AdaSeq: A Comprehensive Library for Sequence Understanding Models
Introduction
AdaSeq, developed by Alibaba Damo Academy, is a versatile and user-friendly library designed to empower researchers and developers in building advanced models that comprehend various sequence data. It's hosted on ModelScope, a platform known for model development, and supports an array of tasks such as part-of-speech tagging, named entity recognition, entity typing, and relation extraction.
Key Features
Plentiful Models: AdaSeq provides a wide range of cutting-edge models and training methods. This makes it a rich resource for anyone working on sequence understanding tasks.
State-of-the-Art Performance: The library aims at delivering top-tier implementations that outperform other existing frameworks, enhancing the performance of the models significantly.
User-Friendly: With a simple command, users can access the best-performing models without the need for complex configurations, making the library extremely accessible.
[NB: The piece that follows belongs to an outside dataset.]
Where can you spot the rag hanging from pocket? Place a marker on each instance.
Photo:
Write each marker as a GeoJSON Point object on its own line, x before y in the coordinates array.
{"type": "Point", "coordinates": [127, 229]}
Extensible: AdaSeq is designed to be flexible. Users can register new modules or assemble predefined ones to create custom sequence understanding models, broadening its applicability across different domains and tasks.
Important Updates
- AdaSeq's team received the Best Paper Award at SemEval 2023 for their U-RaNER paper.
- They achieved first place in nine tracks at SemEval 2023 for the task of Multilingual Complex Named Entity Recognition.
- The library includes several performance-enhancing models presented at EMNLP 2022, such as the Retrieval-augmented Multimodal Entity Understanding Model (MoRe) and the Unsupervised Boundary-Aware Language Model (BABERT).
Quick Experience
AdaSeq offers online demos that allow users to experience their models, such as English and Chinese Named Entity Recognition (NER) and Chinese Word Segmentation (CWS). These demos are accessible via ModelScope, showcasing the library's capabilities across different languages and domains.
Model and Dataset Zoo
AdaSeq houses a range of supported models including:
- Transformer-based CRF
- Retrieval Augmented NER
- Biaffine NER
- Multi-label Entity Typing
The library also maintains a collection of datasets specifically gathered for sequence understanding tasks, providing a substantial foundation for model training and evaluation.
Installation
AdaSeq requires Python 3.7 or later, PyTorch 1.8 or higher, and ModelScope 1.4 or newer for smooth operation. It can be installed easily via pip or from source for those who prefer direct integration.
Installation via pip:
pip install adaseq
Installation from source:
git clone https://github.com/modelscope/adaseq.git
cd adaseq
pip install -r requirements.txt -f https://modelscope.oss-cn-beijing.aliyuncs.com/releases/repo.html
Tutorials and Learning Resources
AdaSeq provides a series of tutorials catering to both beginners and advanced users, covering topics from basic setup instructions to advanced techniques like hyperparameter optimization and multi-GPU training. These resources are designed to enhance user experience and improve their ability to utilize the library efficiently.
Contributing and License
The AdaSeq project encourages contributions from the community to continually enhance its features and usability. The project is open-source, licensed under the Apache License Version 2.0, ensuring broad access and collaborative development opportunities.